In 1941, the former BG&N west of Trinity was truncated from Weldon to Kittrell. In 1944, Sanderson died and T.L. Epperson of Trinity was appointed receiver. Around this time, passenger and mail service from Trinity to Livingston had been reduced to an improvised railcar built from a Ford Model A, which towed an improvised trailer to comply with Jim Crow laws regarding carriage of Black passengers.

Remaining major WBT&S customers were a sand refining plant at Luce (near Sebastopol), pulpwood yards in several locations, a basket plant and a box plant in Trinity, and crude oil and mineral oil loading in Kittrell. In 1945, the Humble Oil Company crude oil loading rack at Kittrell shut down. In 1948, the Wobbly was earning some revenue by convincing local businesses to consign freight shipped on the MP to the WBT&S Trinity depot although the freight was not actually handled by WBT&S trains. In 1949, 23.6 mi of the former BG&N from Livingston to Luce was removed, severing the line's remaining connection to the SP.

By this time, the Wobbly was operating trains infrequently, and derailments were a constant problem due to minimal maintenance. The WBT&S suffered another blow when the Luce sand plant burned and was not rebuilt because changing oil drilling techniques had reduced the demand for its products. The TLLLC sawmill in Trinity, a major WBT&S customer, shut down in 1955.

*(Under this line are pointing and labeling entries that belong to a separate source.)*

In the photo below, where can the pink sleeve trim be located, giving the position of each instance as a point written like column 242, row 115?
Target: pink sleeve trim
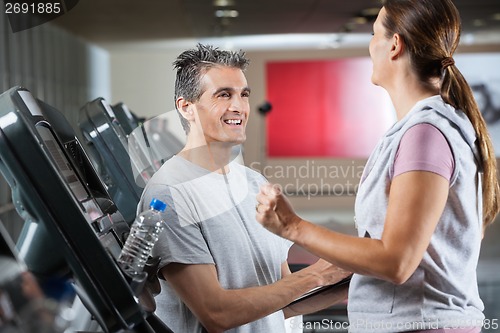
column 424, row 148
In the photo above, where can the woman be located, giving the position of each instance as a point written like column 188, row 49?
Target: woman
column 428, row 190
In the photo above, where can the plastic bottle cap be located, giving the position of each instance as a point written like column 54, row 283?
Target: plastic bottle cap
column 158, row 205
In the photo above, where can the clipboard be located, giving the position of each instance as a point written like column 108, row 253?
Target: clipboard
column 322, row 289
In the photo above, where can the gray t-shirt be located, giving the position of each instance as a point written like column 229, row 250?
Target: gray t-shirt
column 443, row 290
column 210, row 219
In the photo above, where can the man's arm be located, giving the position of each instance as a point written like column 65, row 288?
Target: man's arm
column 220, row 309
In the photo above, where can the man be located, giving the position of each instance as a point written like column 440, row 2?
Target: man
column 223, row 271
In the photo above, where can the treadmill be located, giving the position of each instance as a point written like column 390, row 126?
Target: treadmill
column 72, row 228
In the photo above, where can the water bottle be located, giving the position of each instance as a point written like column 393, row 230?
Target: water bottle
column 143, row 236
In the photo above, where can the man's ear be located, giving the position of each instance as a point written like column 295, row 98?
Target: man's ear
column 397, row 46
column 185, row 108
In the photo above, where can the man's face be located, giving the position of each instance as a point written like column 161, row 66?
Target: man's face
column 223, row 108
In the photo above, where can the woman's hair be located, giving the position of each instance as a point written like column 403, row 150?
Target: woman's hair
column 191, row 65
column 431, row 30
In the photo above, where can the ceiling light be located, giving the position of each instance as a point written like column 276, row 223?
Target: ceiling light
column 360, row 20
column 223, row 3
column 370, row 12
column 478, row 23
column 226, row 13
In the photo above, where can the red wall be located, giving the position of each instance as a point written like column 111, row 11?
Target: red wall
column 325, row 109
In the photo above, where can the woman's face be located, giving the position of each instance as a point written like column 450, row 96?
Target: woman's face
column 380, row 47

In 1959, the Wobbly's sole operable steam locomotive failed an ICC safety inspection, and operations ceased permanently. The company operated under receivership from 1930 until its books were finally closed in 1961—the longest bankruptcy in Texas rail history.

===Post-abandonment===
Most WBT&S track was removed by 1961. The only significant remainder was a 5 mi section purchased by the Trinity Chamber of Commerce with the main objective of maintaining rail service to the American Box Company, a major local employer. By 1972, most of the five miles had been removed, and the 1,250 ft of track from the MP main line to the box plant was the only significant remnant of the Wobbly system.
==Equipment and facilities==
When it commenced operations in 1923, the WBT&S equipment roster consisted of six 2-6-0 steam locomotives inherited secondhand from the MKT and B&GN, numbered 101–106. For passenger service, it had four passenger coaches, a combination car, and two baggage cars. For freight and maintenance of way, the railroad had 17 boxcars, nine flatcars, two cabooses, and two maintenance cars.

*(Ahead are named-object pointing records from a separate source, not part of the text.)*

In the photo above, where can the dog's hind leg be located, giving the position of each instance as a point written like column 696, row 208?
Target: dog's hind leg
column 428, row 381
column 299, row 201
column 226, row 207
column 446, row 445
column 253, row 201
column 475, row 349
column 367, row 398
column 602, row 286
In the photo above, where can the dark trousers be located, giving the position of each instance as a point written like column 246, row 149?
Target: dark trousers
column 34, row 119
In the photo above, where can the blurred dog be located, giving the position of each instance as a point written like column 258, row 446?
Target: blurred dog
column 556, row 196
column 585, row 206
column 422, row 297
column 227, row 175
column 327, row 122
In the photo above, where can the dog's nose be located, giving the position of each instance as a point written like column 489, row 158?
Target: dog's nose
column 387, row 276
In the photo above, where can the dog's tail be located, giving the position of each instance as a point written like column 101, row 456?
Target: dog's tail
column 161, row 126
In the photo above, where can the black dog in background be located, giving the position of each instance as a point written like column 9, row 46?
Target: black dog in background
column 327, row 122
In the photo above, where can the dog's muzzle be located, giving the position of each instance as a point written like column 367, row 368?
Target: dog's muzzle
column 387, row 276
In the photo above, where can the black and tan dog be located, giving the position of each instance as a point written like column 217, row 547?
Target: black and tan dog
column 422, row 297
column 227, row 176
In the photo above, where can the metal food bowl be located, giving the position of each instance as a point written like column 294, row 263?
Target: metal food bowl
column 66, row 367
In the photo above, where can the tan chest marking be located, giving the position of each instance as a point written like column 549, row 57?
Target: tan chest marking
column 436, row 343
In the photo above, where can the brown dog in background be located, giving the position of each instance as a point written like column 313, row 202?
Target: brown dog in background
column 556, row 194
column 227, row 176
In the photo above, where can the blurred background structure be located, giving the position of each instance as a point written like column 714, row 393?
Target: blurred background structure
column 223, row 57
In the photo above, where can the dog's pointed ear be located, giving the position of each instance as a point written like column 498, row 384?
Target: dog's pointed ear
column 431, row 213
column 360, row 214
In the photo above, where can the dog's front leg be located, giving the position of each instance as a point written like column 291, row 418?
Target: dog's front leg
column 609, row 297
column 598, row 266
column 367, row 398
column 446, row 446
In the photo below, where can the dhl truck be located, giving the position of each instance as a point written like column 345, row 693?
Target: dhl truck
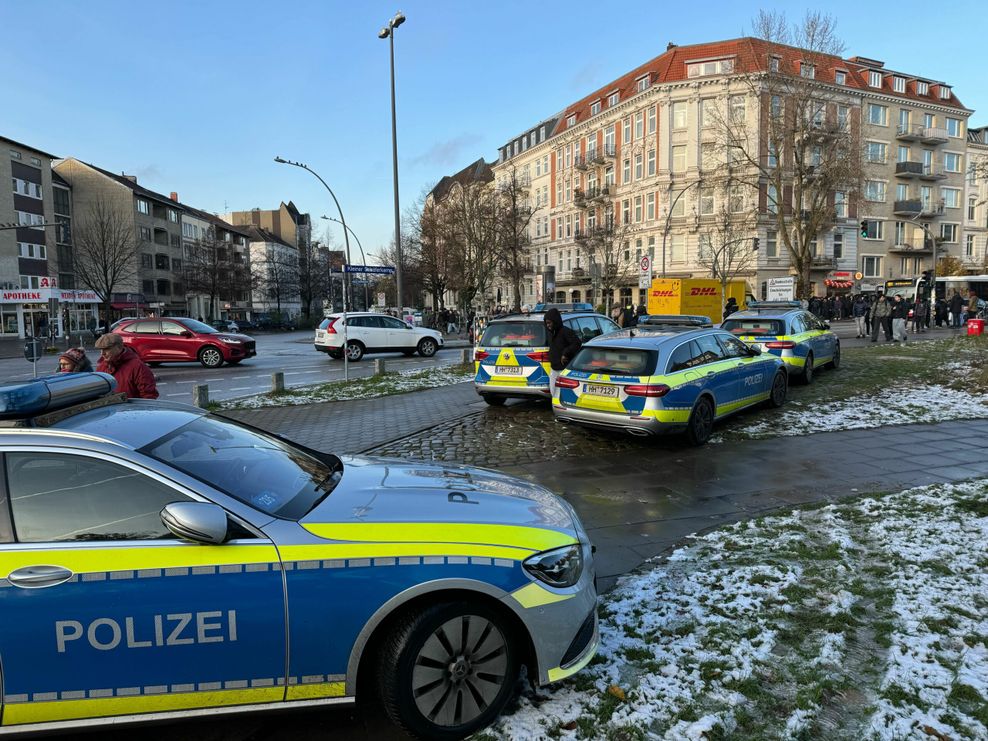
column 693, row 296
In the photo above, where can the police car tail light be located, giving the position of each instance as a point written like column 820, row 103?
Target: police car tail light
column 560, row 567
column 648, row 389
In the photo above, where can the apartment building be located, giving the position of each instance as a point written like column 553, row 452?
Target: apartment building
column 157, row 283
column 641, row 162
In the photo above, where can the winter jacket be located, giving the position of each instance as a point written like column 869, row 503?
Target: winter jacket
column 133, row 377
column 564, row 343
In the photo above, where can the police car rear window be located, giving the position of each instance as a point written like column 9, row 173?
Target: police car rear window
column 755, row 327
column 514, row 334
column 616, row 361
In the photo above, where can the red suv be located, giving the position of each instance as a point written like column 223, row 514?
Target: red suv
column 178, row 340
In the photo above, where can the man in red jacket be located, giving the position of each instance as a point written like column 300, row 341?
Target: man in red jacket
column 133, row 377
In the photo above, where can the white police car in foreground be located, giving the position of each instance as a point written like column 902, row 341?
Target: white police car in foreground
column 159, row 561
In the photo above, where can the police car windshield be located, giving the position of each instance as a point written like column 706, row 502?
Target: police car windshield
column 263, row 472
column 755, row 327
column 617, row 361
column 514, row 334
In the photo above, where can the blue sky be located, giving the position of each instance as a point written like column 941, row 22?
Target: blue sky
column 198, row 97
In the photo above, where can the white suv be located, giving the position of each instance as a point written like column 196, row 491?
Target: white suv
column 370, row 332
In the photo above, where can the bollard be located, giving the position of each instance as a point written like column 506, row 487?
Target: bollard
column 200, row 395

In 1933, the WBT&S obtained two ex-IGN 4-6-0 locomotives, which retained their IGN numbers of 273 and 277; the remaining 260s were taken out of service and later scrapped. Between 1934 and 1939, all WBT&S freight and passenger cars were taken out of service; only two cabooses and two unidentified cars classified as "miscellaneous" remained.

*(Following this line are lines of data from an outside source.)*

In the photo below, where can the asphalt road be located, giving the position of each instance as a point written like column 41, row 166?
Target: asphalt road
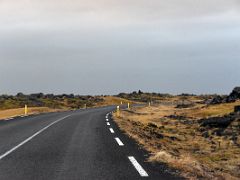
column 82, row 144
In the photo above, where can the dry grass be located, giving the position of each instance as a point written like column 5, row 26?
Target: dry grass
column 110, row 100
column 180, row 143
column 20, row 111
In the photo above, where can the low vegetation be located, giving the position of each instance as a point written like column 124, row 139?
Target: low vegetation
column 13, row 105
column 201, row 140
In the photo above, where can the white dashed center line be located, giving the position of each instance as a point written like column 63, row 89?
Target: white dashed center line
column 138, row 167
column 111, row 130
column 120, row 143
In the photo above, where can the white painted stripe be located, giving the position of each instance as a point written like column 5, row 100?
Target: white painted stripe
column 111, row 130
column 138, row 167
column 30, row 138
column 120, row 143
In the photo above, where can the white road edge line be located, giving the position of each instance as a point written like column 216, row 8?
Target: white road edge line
column 111, row 130
column 138, row 167
column 120, row 143
column 31, row 137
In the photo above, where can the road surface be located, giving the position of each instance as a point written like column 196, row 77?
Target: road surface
column 82, row 144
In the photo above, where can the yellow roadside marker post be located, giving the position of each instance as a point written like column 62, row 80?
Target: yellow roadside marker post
column 118, row 111
column 25, row 110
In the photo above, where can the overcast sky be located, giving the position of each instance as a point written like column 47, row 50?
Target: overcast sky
column 112, row 46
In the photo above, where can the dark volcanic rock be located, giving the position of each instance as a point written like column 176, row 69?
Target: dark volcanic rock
column 237, row 109
column 235, row 95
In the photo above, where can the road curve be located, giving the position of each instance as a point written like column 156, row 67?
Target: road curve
column 82, row 144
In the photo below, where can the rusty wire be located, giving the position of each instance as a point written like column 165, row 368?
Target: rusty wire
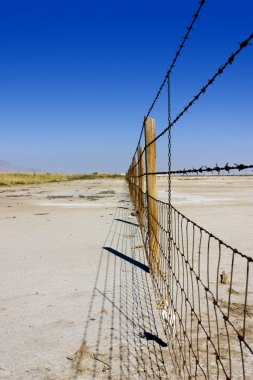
column 202, row 91
column 206, row 295
column 171, row 67
column 204, row 169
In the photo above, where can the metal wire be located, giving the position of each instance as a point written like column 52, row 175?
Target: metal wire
column 171, row 67
column 219, row 72
column 207, row 321
column 204, row 169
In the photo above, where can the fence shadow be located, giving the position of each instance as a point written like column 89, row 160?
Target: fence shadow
column 123, row 336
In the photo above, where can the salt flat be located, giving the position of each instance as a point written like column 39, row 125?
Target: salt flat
column 76, row 295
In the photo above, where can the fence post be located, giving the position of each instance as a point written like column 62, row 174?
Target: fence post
column 153, row 227
column 141, row 185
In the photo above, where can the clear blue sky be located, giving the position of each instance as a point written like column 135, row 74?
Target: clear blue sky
column 77, row 77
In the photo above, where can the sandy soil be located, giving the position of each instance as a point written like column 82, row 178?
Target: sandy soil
column 76, row 296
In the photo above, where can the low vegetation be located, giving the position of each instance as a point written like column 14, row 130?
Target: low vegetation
column 9, row 179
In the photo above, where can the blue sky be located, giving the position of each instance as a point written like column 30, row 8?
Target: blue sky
column 77, row 78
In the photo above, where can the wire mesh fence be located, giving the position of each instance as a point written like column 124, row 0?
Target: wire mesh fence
column 203, row 291
column 203, row 286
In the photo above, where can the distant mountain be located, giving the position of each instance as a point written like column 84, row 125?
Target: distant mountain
column 7, row 167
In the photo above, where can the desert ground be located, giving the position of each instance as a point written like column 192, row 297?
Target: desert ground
column 76, row 298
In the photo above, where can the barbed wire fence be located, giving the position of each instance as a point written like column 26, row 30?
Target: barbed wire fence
column 209, row 328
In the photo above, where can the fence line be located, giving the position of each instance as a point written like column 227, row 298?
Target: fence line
column 206, row 306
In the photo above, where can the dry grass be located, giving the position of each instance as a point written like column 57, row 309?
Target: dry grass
column 10, row 179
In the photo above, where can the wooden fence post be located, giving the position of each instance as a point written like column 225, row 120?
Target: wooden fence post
column 141, row 184
column 153, row 227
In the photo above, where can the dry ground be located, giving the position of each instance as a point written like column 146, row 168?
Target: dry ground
column 76, row 300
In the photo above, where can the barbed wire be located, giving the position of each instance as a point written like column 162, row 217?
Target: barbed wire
column 171, row 67
column 202, row 91
column 204, row 169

In 1948, a small 2-6-2 built by Baldwin Locomotive Works in 1920, numbered 1, was obtained from a logging railroad; this was the engine condemned by the ICC in 1959. After the Wobbly shut down, it was abandoned to rust away in the Trinity yard. In 1981, it was donated to the Galveston Railroad Museum and cosmetically restored, and as of 2023, it is on public display there.

The two most significant WBT&S buildings were located in Trinity near the IGN/MP main line: an enginehouse and shop, and a large two-story combination depot and office building with the company headquarters on the second floor. The depot and offices were removed sometime before September 1972; the enginehouse, the Wobbly's last remaining structure, was demolished in 1986.